Common examples of HIPAA-covered business associates include:
Cloud providers (such as AWS, Google, and Microsoft Azure)
Data conversion, de-identification, and data analysis service providers
Medical transcription companies and answering services
File sharing vendor
Email encryption vendor
Patient safety or accreditation organizations
Companies involved in claims processing, repricing, or collections (e.g., medical billing companies)
Health information exchanges (HIEs), e-prescribing gateways, and other HIOs
Third-party administrators and pharmacy benefit managers
A BAA outlines the responsibilities of both parties in their handling of PHI according to HIPAA standards. This document serves as protection for your organization. It gives you the right to take legal action against a business associate that breaks the BAA and can protect you from prosecution if a business associate violates HIPAA regulations without your knowledge. Not signing a BAA with third-party companies means that your organization can be prosecuted for misuse of data by any of those third parties.
The HHS Office for Civil Rights (OCR) regularly conducts HIPAA audits of healthcare organizations. Their purpose is to confirm the compliance of covered entities and their business associates with the HIPAA Privacy, Security, and Breach Notification Rules. Organizations that have had a security breach may be subject to a HIPAA audit and potential monetary penalties. The Audit Protocol was last updated in July 2018.
How to prepare for a HIPAA audit is an important question, and its answer starts with another question — when to prepare for a HIPAA audit?
Getting ready for a HIPAA audit starts on Day 1. If your organization is selected to be audited, you will need to submit certain HIPAA forms and documentation to the OCR that demonstrate how your organization was, is, and will be keeping itself HIPAA compliant. These documents should outline the development and implementation of your organization’s HIPAA compliance program. Because of this, it is very difficult and time-consuming to prepare for a HIPAA audit retroactively.
The Phase 2 HIPAA Audit Program assesses an organization and its business associates for both HIPAA Privacy Rule compliance and HIPAA Security Rule compliance.
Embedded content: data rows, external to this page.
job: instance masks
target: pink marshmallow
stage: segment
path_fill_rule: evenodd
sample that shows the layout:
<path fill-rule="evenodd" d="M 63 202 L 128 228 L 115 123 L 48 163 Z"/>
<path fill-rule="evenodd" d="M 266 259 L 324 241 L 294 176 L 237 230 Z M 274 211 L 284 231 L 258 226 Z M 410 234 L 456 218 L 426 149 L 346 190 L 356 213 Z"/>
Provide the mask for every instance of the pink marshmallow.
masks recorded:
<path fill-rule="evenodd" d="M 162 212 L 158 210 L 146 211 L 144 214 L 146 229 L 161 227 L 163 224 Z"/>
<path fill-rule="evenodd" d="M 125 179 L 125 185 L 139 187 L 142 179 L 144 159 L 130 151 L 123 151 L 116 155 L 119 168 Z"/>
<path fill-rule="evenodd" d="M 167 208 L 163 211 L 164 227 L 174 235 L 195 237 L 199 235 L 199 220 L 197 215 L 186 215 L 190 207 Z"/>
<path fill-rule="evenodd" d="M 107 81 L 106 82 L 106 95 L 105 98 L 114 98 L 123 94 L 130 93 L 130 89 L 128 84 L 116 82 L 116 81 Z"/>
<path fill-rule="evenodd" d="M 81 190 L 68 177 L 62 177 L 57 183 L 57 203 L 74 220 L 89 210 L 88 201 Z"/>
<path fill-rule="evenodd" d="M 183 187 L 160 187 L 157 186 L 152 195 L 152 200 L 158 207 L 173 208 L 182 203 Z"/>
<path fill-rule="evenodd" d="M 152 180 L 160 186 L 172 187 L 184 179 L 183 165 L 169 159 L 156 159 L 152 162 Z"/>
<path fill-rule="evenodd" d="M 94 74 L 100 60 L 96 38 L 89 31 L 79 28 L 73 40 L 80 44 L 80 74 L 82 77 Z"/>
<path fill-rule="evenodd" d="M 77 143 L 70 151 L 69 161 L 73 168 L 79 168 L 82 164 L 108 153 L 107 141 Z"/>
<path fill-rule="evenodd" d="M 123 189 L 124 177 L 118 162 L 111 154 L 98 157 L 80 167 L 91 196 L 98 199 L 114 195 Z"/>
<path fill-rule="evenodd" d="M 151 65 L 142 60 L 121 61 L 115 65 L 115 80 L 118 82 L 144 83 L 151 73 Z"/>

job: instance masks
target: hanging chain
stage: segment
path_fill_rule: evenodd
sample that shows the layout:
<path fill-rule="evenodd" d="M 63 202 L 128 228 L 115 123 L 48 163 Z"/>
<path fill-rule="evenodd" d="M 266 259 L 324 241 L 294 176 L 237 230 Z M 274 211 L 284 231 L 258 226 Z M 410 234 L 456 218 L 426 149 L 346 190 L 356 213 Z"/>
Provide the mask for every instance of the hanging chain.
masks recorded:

If audited, you will be asked to provide full documentation of how your organization ensures its workforce and business associates implement HIPAA standards as they come into contact with PHI.
You will also need to provide documentation demonstrating how your organization maintains HIPAA network compliance and secures PHI across information systems (hardware, software, information, data, applications, communications, and people). This category includes backup servers and cloud providers like AWS. (For more on AWS compliance, consult this article.)
Before getting into the specific documents required (there are many), it is helpful to consider the broader questions these documents are meant to answer:
How do we maintain a strong general security stance?
Where are our vulnerabilities and how are we addressing them?
How secure are our workstations and facilities?
Do our employees and BAs understand how to protect PHI?
How do we ensure HIPAA compliance within our BYOD program?